The copyright of this post belongs to Claire Steele

Monday 17 November 2014

Let Them Eat Cake

Someone to watch over me, begs Rapunzel from the moon tower. Tonight the moon is in its perigee. It is done with losing face. Inspiration has come to her through the tiny window, before which she kneels, hands folded on knees, begging. Someone to watch over me...
Rapunzel closes her eyes and imagines her celestial protector: massive, festooned in violet lights, like stars, like the lit inklings of midwinter. She imagines the sea-clean smell of him. She imagines the transformation of her shabbily lit life as he drifts in, brimming with greatness. In her mind's eye fish leap from the waters at his feet, birds chevron the sky in his wake, even drear humanity drags itself across the fields bringing him tiny handmade cakes of ginger and marzipan.
In his presence it will be possible to have your cake and eat and be fulfilled, to partake of the glowing crumb and be forever satisfied. For him she would gladly slip into the straitjackets of the old witches: Mercy and Honour. They would be soft and silky, like a sleeping child's flushed cheek. Feathers fly through the air. the bearded angels have been here.
Rapunzel stays on her knees, hoping for a future once read in the palm of her mother's hand, to be fully present. Praying for someone to watch over her.

The copyright of this post belongs to Claire Steele

Tuesday 4 November 2014

A Woman's Right to Shoes

The King and Queen are squabbling about their dancing shoes. She is all for high art, a statement pair, something from a fantasy. The King, knowing exactly where that will lead, would prefer she went barefoot, or in something fashioned out of mud.  It is the evening of the Great Feast. Their hot words are fuelled by the anticipation of sucking on songbirds drowned in cognac, oysters rolling in straight from the sea, the tenderness of well bruised beast.
 In the kitchen Cook is pricking the skins of pigs to crackle and amuse the guests. Dry rot will provide the delicacy of funghi braised in Vintage Chablis. Just a penny here, and a penny there thinks Cook as he slices the pale stalks of the mushrooms, licks the blood off his knife, seeks snails in his earthy box.
Looking into the mirror's triptych the Queen adjusts the precise calibration of her frown. She'll take a chance she thinks, and wear the glass slippers after all. She extends a foot for the King's approval. The King flushes with a quaint retro anger, his face a pink potty hurled into a corner, and sulks towards his own wardrobe. The Queen, unable to decide whether she has won or lost, forces her feet into splintering glass and rises tottering to cross the room. Pink bubbles froth in her footsteps. The King turns his back. Nut Case, he bellows, and in the pantry the cook shivers.
The problem is, continues King, swallowing his mood as if it were  straight whisky, we have drifted apart.

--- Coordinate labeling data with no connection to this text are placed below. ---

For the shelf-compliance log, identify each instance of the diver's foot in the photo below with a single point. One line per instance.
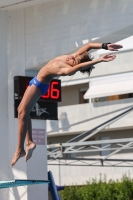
(29, 150)
(18, 154)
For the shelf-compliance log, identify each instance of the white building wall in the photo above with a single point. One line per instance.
(58, 27)
(12, 59)
(4, 165)
(37, 34)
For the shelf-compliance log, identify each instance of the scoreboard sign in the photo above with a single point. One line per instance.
(46, 106)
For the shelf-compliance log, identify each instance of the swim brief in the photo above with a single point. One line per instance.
(43, 87)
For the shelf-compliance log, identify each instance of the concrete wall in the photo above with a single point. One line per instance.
(32, 36)
(4, 139)
(12, 59)
(58, 27)
(78, 175)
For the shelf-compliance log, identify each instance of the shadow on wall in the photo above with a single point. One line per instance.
(65, 123)
(63, 119)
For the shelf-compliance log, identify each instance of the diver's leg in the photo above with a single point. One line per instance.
(30, 97)
(30, 145)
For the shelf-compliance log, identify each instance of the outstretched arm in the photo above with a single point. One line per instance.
(91, 45)
(67, 70)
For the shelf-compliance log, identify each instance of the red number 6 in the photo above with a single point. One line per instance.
(54, 92)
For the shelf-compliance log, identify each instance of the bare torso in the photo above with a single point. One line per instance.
(52, 69)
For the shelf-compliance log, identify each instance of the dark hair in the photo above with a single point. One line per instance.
(85, 57)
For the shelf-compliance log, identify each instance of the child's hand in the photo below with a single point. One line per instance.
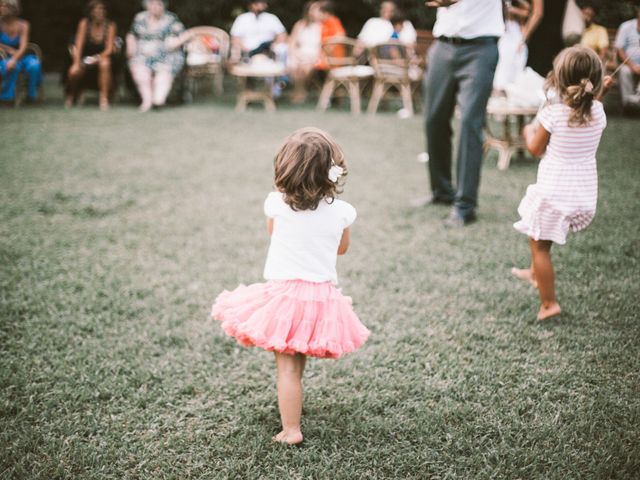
(607, 83)
(536, 138)
(529, 130)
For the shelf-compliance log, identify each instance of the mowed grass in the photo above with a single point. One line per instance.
(119, 229)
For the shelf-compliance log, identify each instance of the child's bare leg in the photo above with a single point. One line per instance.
(545, 277)
(526, 274)
(290, 370)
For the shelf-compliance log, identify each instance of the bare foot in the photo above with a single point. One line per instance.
(547, 312)
(524, 274)
(292, 437)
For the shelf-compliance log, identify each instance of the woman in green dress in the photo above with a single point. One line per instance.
(154, 55)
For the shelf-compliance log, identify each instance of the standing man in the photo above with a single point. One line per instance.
(460, 72)
(628, 47)
(594, 36)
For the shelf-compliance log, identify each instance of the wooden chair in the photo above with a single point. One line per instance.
(207, 50)
(21, 85)
(340, 54)
(393, 69)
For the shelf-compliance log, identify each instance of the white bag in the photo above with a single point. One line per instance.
(527, 91)
(572, 23)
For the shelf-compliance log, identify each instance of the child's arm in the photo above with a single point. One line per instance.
(344, 241)
(536, 138)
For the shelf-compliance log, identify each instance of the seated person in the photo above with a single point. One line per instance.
(594, 36)
(14, 37)
(257, 31)
(330, 27)
(94, 43)
(380, 30)
(154, 56)
(627, 44)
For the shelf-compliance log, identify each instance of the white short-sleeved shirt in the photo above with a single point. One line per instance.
(470, 19)
(378, 30)
(304, 244)
(254, 30)
(628, 39)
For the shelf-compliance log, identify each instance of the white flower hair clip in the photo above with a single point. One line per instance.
(588, 88)
(335, 172)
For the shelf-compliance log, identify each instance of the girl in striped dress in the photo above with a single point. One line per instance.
(566, 134)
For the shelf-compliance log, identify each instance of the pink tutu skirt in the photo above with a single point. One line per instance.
(291, 316)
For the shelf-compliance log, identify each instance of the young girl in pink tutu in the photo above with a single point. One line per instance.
(564, 196)
(298, 311)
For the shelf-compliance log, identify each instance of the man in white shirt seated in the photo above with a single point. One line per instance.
(379, 30)
(257, 31)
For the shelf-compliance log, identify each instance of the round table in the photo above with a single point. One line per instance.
(260, 90)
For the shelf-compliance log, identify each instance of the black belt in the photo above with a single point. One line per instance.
(468, 41)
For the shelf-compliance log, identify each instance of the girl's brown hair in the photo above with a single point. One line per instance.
(302, 168)
(88, 10)
(577, 79)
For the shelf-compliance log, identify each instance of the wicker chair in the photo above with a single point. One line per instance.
(207, 50)
(393, 69)
(344, 71)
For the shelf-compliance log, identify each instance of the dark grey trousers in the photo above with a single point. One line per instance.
(462, 75)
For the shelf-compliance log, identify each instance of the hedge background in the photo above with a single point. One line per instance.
(53, 22)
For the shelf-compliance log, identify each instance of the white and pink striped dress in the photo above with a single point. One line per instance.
(565, 194)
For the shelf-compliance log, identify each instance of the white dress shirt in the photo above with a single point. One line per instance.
(470, 19)
(254, 30)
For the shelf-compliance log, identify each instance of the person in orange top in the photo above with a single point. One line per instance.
(330, 27)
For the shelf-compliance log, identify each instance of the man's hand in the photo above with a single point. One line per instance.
(440, 3)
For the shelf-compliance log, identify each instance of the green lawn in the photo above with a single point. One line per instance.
(119, 229)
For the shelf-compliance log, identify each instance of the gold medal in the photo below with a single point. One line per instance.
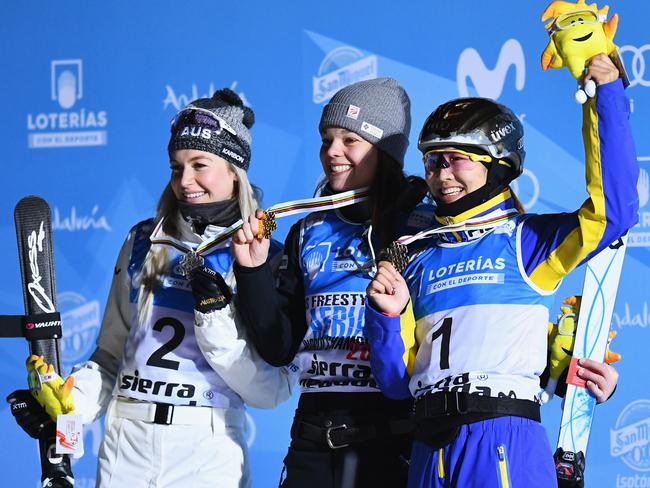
(189, 262)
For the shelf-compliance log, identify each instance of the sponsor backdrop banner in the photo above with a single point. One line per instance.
(89, 89)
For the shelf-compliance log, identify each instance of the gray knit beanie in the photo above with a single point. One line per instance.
(218, 125)
(378, 110)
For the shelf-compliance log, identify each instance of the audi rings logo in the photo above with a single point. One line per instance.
(634, 59)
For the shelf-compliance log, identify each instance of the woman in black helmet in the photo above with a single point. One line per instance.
(480, 287)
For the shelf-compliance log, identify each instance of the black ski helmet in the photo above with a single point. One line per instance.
(483, 124)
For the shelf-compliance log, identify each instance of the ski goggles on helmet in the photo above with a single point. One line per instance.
(453, 159)
(200, 117)
(575, 17)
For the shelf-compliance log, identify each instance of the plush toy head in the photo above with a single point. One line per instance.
(578, 32)
(561, 337)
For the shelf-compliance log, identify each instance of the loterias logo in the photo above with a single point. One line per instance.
(73, 126)
(342, 67)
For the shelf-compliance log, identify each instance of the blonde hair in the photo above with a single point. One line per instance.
(156, 262)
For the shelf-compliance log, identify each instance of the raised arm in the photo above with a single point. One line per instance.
(554, 244)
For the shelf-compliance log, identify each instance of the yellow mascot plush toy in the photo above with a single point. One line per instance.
(577, 33)
(561, 338)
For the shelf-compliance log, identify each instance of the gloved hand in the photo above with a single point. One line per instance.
(29, 415)
(50, 390)
(209, 289)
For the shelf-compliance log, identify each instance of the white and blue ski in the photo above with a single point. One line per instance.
(598, 298)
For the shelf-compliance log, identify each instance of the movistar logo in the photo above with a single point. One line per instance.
(489, 82)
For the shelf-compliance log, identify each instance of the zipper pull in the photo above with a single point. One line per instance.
(501, 451)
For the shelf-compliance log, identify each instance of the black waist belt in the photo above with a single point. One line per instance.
(448, 404)
(336, 436)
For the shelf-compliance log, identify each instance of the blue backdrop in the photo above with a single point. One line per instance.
(89, 88)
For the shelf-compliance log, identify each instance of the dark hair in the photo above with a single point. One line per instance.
(393, 195)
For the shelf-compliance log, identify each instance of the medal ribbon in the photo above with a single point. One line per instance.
(397, 252)
(279, 210)
(476, 223)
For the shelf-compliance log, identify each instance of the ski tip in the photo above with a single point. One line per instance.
(31, 203)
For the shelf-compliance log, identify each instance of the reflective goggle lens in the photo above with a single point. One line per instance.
(452, 159)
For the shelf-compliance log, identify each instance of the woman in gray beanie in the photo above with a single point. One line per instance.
(345, 432)
(172, 368)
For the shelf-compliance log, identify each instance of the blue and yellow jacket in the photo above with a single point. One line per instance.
(479, 300)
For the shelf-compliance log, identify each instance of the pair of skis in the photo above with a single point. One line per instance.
(41, 325)
(598, 298)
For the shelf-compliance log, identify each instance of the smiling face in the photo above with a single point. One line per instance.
(348, 160)
(461, 177)
(201, 177)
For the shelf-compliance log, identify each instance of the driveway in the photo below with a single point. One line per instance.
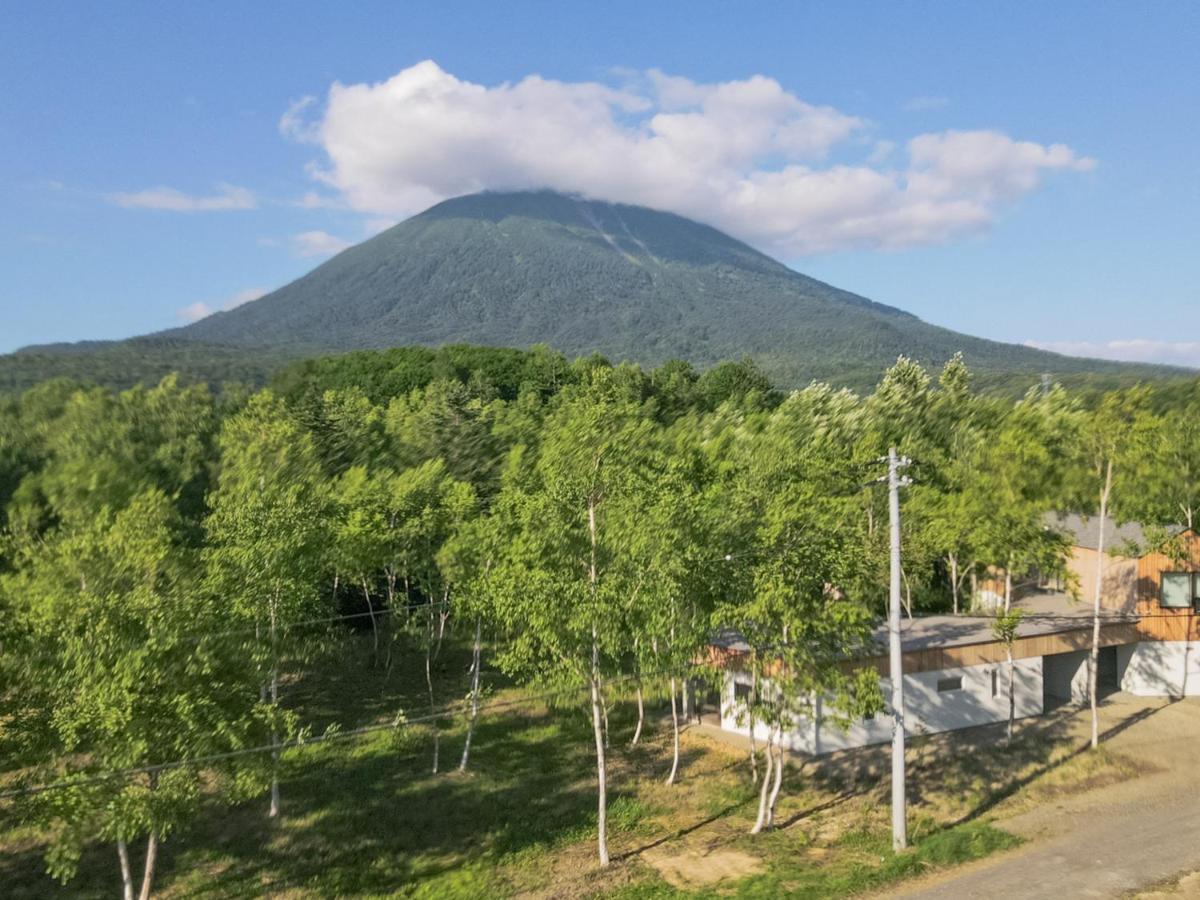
(1111, 840)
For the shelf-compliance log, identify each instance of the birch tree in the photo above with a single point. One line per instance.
(1005, 628)
(267, 541)
(1113, 437)
(117, 622)
(561, 610)
(802, 611)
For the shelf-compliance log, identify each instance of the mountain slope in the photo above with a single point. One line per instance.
(516, 269)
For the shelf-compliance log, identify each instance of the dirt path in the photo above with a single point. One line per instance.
(1111, 840)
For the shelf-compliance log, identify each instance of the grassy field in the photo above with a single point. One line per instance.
(365, 816)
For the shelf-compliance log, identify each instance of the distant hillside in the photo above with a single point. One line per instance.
(583, 276)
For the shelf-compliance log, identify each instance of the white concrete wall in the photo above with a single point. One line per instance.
(1158, 669)
(928, 711)
(1066, 675)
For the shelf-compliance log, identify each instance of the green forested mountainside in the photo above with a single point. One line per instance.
(581, 276)
(142, 360)
(171, 558)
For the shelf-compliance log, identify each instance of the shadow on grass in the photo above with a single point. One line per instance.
(1047, 765)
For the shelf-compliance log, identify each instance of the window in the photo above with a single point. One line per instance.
(1179, 591)
(949, 684)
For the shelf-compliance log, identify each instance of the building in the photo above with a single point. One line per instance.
(955, 672)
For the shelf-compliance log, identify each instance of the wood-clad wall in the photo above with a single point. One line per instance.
(978, 654)
(1158, 623)
(973, 654)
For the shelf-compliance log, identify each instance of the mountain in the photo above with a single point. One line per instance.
(583, 276)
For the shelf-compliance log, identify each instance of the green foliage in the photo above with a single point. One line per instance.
(595, 521)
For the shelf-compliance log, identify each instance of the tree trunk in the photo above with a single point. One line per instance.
(432, 651)
(779, 781)
(604, 712)
(754, 699)
(151, 859)
(675, 725)
(954, 581)
(474, 697)
(763, 793)
(1008, 586)
(641, 715)
(1095, 660)
(601, 771)
(123, 853)
(599, 729)
(375, 628)
(275, 707)
(433, 708)
(1012, 694)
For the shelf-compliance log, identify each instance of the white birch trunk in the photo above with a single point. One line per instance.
(675, 725)
(779, 781)
(1095, 660)
(954, 581)
(275, 706)
(604, 714)
(375, 627)
(754, 699)
(1008, 586)
(433, 708)
(598, 726)
(151, 859)
(601, 769)
(1012, 693)
(474, 699)
(765, 792)
(641, 717)
(123, 855)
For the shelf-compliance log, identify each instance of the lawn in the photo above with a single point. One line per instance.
(365, 816)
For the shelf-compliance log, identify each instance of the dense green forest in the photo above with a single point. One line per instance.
(166, 550)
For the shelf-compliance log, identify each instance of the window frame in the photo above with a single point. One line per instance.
(1192, 591)
(949, 684)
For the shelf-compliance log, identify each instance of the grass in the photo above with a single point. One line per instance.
(366, 817)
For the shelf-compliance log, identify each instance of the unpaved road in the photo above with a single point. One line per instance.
(1111, 840)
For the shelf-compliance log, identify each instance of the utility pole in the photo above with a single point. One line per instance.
(895, 653)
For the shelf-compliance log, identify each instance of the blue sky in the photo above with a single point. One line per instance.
(1026, 172)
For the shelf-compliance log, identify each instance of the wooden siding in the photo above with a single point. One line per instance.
(1158, 623)
(979, 654)
(973, 654)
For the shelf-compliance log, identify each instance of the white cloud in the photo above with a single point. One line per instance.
(317, 244)
(747, 156)
(1139, 349)
(168, 198)
(924, 105)
(292, 123)
(318, 201)
(199, 310)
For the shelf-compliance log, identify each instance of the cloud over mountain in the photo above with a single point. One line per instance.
(1135, 349)
(227, 197)
(745, 155)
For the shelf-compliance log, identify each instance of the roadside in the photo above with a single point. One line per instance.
(1110, 840)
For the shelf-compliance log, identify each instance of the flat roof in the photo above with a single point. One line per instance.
(1045, 613)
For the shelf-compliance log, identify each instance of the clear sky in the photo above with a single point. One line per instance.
(1026, 172)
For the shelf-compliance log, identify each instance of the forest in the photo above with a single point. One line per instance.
(169, 553)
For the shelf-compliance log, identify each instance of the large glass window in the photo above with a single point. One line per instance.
(1177, 591)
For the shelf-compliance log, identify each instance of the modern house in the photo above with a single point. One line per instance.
(955, 671)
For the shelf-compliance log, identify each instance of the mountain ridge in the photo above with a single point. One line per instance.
(591, 276)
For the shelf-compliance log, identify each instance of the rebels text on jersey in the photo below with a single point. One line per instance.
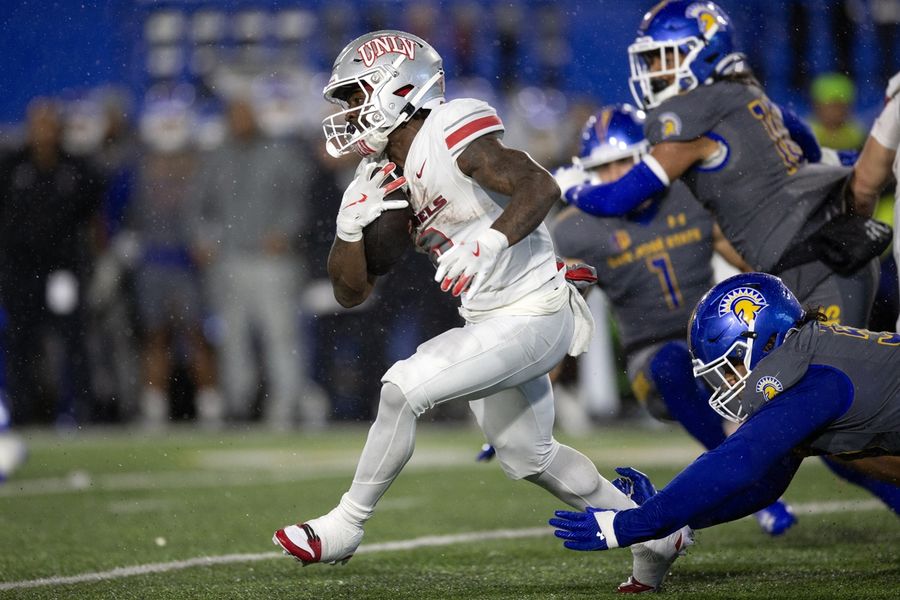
(451, 207)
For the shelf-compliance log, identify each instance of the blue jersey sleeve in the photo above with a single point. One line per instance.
(801, 133)
(715, 482)
(619, 197)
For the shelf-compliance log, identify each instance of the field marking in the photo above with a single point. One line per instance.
(202, 561)
(432, 541)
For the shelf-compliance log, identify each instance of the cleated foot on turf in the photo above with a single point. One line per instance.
(653, 559)
(776, 518)
(327, 539)
(633, 586)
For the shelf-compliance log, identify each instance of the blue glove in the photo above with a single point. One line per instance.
(634, 484)
(848, 157)
(588, 530)
(486, 454)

I could chase you in your glass slippers down the cindered path; the cook could serve us something or other - let's say for the sake of argument, wolf, as soft in death as Romeo. It wouldn't make it right.It wouldn't bring you back.
What do you want? The Queen asks, tenderly, stroking his thin hair.
Wear these instead, he begs, and hands her a pair of hare-pelt stilettos. Here, let me wipe the blood.
And in the end, it seemed such a small thing to please him. So she did.